Il nostro abbraccio riconciliante fu interrotto da un Dylan Brown sorridente, che ridacchiava come una ragazzina di tredici anni davanti a Robert Pattinson.
"Lo sapevo!" disse ad alta voce, indicandoci con fare accusatorio "Lo sapevo che sarebbe finita così!".
Sia io che Henry eravamo ancora scossi, perciò non gli rispondemmo subito.
Controvoglia, mi staccai da Henry facendo attenzione alle sue ferite e mi asciugai gli occhi con la manica della felpa "Hai un tempismo perfetto, Dylan"
"Sono felice di vederti, Dyl" gli rispose Henry, allungando una mano per intrecciare le nostre dita "Ma potevi attendere altri trenta secondi"
"Ero troppo felice, scusate" Dylan si avvicinò e si chinò su Henry, mettendogli una mano sulla spalla "Sei stato fortunato, molto"

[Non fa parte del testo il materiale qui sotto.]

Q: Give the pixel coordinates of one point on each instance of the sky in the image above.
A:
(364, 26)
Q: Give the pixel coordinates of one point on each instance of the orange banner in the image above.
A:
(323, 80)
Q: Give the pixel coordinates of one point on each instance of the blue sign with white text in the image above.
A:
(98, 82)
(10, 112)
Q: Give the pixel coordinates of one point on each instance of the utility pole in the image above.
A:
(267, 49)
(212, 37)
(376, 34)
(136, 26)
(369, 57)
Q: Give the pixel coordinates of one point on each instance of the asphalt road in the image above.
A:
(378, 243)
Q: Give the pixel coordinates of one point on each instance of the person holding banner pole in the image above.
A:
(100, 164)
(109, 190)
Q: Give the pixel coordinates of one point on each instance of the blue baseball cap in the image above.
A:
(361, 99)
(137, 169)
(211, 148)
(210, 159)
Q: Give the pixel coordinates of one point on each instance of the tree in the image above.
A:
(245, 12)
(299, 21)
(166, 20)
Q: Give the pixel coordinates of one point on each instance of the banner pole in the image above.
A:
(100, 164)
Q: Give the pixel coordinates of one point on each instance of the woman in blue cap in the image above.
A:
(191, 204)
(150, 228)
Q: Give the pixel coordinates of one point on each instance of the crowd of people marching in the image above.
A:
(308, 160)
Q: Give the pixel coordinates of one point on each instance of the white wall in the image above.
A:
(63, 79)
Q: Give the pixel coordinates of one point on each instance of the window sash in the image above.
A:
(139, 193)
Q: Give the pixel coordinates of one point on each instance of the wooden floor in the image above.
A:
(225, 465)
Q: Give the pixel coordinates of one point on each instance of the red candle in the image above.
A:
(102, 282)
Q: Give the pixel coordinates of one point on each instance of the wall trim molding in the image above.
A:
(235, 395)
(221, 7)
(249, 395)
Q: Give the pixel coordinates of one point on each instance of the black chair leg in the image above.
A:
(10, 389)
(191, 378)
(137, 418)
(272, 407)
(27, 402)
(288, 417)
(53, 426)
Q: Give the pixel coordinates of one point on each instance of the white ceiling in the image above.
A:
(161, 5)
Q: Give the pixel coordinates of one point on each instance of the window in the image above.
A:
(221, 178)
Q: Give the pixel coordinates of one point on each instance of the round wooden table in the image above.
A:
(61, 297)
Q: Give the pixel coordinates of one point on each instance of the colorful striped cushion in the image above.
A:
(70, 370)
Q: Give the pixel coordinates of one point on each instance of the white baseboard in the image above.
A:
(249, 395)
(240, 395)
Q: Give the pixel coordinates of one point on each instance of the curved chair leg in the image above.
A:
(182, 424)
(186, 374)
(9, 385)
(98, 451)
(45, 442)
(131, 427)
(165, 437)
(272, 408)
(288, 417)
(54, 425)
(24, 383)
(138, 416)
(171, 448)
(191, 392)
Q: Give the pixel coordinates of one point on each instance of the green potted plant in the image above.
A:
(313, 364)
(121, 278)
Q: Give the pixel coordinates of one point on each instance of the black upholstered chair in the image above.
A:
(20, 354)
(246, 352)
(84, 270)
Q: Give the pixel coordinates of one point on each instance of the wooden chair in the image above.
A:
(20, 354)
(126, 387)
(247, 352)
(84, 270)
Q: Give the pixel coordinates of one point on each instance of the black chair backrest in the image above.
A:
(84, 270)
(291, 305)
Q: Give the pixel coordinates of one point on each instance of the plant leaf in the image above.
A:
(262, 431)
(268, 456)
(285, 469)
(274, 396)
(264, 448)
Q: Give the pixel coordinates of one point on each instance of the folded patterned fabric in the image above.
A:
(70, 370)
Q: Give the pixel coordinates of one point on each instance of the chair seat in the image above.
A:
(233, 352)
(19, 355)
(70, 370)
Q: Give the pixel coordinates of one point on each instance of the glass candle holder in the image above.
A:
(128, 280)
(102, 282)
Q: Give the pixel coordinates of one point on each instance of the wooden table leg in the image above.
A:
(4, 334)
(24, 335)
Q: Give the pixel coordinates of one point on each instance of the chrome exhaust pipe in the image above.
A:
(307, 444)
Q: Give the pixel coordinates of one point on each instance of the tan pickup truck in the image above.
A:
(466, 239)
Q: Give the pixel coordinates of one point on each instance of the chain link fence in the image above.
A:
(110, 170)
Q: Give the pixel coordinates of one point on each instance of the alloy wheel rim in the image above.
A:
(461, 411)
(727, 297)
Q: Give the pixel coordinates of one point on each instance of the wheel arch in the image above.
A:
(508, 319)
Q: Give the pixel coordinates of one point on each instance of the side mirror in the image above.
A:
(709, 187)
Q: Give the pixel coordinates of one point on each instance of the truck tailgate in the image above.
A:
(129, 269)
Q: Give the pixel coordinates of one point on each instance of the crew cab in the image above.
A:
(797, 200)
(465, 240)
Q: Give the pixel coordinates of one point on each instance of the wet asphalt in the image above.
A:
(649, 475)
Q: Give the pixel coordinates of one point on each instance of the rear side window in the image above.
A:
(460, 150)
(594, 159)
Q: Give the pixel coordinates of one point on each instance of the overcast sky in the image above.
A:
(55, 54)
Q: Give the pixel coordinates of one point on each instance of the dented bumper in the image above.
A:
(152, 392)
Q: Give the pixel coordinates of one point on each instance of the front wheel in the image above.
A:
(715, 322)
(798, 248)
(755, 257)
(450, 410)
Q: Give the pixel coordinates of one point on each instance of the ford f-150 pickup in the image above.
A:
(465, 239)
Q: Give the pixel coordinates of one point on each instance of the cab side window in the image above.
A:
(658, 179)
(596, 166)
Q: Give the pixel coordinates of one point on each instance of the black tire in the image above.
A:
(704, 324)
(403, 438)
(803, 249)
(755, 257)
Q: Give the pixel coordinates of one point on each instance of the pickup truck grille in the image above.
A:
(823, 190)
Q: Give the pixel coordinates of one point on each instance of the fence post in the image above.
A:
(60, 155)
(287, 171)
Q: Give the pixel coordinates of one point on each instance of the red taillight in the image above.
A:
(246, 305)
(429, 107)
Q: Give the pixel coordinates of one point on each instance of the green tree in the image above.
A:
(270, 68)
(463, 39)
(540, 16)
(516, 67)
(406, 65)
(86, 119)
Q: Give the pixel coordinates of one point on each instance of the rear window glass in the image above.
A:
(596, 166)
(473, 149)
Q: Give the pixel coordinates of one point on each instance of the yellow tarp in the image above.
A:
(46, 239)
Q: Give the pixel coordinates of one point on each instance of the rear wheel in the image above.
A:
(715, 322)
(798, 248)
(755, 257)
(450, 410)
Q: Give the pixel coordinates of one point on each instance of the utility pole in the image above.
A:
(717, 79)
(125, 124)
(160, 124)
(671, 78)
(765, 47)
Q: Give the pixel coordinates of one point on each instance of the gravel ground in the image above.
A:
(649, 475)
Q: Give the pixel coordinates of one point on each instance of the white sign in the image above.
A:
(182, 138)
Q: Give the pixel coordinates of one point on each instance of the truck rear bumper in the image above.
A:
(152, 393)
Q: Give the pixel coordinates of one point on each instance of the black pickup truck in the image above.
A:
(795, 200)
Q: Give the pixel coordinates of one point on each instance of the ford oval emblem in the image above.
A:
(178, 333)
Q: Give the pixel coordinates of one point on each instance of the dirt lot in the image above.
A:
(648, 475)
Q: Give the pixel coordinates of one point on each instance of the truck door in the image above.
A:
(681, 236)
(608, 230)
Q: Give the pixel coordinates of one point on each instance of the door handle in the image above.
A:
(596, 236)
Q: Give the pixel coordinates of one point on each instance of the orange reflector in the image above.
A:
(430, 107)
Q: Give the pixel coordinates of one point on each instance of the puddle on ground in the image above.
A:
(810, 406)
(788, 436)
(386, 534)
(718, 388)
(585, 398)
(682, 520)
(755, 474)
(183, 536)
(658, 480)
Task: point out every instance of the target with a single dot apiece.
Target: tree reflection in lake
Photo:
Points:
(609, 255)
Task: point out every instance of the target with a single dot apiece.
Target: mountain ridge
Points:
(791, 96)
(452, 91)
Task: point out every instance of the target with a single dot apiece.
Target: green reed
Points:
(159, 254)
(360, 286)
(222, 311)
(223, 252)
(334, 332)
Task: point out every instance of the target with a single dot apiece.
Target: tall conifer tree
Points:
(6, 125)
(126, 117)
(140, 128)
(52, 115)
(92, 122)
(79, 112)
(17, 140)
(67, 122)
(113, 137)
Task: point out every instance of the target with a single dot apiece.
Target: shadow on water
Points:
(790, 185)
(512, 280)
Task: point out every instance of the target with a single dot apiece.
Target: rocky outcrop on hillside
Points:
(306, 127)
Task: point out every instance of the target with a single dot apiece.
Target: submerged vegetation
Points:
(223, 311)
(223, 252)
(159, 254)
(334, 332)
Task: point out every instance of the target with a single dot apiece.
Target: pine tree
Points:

Henry chiuse gli occhi, inspirando rumorosamente e annuì piano, senza dire nient'altro. In quel momento ebbi una strana sensazione, sapevo che c'era qualcosa che non andava, oltre ovviamente al fatto di essere rimasto coinvolto in un brutto incidente.
"Henry..." sussurrai, avvicinando i nostri visi; non gli chiesi ad alta voce quale fosse il problema, perché lui capì la mia domanda e mi rispose, anche lui senza parlare, che non ne voleva parlare ora.
Eravamo di nuovo in sintonia, riuscivamo di nuovo a capirci.
Sentimmo Dylan tirare su con il naso e ci voltammo verso di lui; stava tremando e aveva aggrottato la fronte.
"Vieni qui" disse Henry infine, e il suo migliore amico lo avvolse in un abbraccio affettuoso.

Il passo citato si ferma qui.